La guerre contre l’Iran, un prétexte israélien pour intensifier la répression : fermeture d’Al-Aqsa et d’Al-Ibrahimi et renforcement des barrages en Cisjordanie.

Le Centre de Gaza pour les droits de l’homme a exprimé sa profonde inquiétude face à l’escalade des mesures et des restrictions militaires israéliennes à Jérusalem et en Cisjordanie, parallèlement au déclenchement d’une confrontation militaire entre Israël et l’Iran.

Il a également mis en garde contre des indicateurs dangereux montrant que l’atmosphère de guerre régionale est exploitée comme prétexte pour imposer de nouvelles réalités sur le terrain, au détriment des droits fondamentaux du peuple palestinien.

Le Centre a précisé, dans un communiqué, que les autorités d’occupation ont procédé, ce samedi matin 28 février 2026, à la fermeture des esplanades de la mosquée Al-Aqsa dans Jérusalem occupée.

Elles ont expulsé les fidèles et les employés du lieu, et fermé ses principales portes, notamment la porte des Cotonniers (Bab al-Qattanin), la porte du Fer (Bab al-Hadid), la porte des Maghrébins (Bab al-Ghawanmeh) et la porte du Roi Fayçal, sous prétexte de l’état d’urgence.

Selon le communiqué, les autorités ont également fermé le sanctuaire d’Al-Ibrahimi à Hébron jusqu’à nouvel ordre, empêché les employés du Waqf d’y accéder, et transformé ses abords en une caserne militaire, fortement déployée en soldats et en points de contrôle.

Il a souligné que ces mesures constituent une violation directe de la liberté de culte garantie par le droit international des droits de l’homme, notamment par le Pacte international relatif aux droits civils et politiques.

Elles représentent également un manquement grave aux obligations de la puissance occupante au titre de la Quatrième Convention de Genève, qui l’oblige à respecter et à protéger les lieux religieux et à garantir l’exercice des rites sans entrave.

Le centre de défense des droits humains a indiqué que le renforcement des mesures militaires israéliennes s’est étendu à différentes provinces de la Cisjordanie, où les forces d’occupation ont fermé les accès de plusieurs villes et localités.
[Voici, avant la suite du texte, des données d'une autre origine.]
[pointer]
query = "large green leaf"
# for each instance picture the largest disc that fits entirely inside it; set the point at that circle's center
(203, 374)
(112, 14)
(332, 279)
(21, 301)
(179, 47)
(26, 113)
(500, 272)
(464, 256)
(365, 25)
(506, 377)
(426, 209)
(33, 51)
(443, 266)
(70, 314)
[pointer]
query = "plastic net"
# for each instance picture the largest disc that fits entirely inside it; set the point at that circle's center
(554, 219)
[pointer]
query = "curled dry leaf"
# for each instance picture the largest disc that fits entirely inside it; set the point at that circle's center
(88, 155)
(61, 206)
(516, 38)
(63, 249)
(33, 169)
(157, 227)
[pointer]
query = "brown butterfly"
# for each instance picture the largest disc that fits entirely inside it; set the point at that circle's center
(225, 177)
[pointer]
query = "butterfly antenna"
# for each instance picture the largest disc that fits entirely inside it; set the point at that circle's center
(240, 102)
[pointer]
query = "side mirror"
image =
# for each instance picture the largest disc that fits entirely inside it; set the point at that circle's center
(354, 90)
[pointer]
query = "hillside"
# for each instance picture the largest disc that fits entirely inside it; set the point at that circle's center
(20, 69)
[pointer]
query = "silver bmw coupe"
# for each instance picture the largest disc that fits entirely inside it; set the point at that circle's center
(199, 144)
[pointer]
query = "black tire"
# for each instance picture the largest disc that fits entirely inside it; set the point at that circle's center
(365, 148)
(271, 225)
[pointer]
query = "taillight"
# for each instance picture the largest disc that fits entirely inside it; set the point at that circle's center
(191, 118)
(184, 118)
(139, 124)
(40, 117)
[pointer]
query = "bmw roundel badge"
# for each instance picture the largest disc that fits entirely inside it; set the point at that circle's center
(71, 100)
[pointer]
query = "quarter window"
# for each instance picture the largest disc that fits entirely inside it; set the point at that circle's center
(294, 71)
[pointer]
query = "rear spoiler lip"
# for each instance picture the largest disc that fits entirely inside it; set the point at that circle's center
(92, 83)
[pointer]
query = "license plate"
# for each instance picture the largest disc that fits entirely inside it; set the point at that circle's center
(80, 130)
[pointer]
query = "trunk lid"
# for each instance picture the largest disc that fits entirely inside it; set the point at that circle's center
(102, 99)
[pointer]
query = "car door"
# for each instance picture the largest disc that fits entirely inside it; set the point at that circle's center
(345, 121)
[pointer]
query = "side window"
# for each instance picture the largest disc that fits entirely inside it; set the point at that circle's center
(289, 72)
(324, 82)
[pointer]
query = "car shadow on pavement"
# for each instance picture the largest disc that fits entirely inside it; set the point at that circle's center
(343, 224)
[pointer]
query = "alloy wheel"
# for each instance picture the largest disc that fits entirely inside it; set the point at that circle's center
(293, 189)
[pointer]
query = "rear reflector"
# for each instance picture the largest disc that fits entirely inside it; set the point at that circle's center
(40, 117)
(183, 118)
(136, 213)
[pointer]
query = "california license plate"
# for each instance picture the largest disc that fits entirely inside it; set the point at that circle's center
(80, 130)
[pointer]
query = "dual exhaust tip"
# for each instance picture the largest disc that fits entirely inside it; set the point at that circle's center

Elles ont également durci les restrictions aux barrages et aux points de contrôle militaires, ce qui a conduit à l’isolement des communautés palestiniennes, à la limitation de la liberté de circulation des habitants et à l’entrave à leur accès à leurs lieux de travail ainsi qu’aux établissements de santé et d’enseignement.

Selon les données annoncées, le nombre de barrages et de portes militaires israéliens en Cisjordanie a dépassé 916, dont 243 ont été installés après le 7 octobre 2023, consacrant clairement une politique de morcellement du territoire et l’imposition d’un régime de fermeture généralisée.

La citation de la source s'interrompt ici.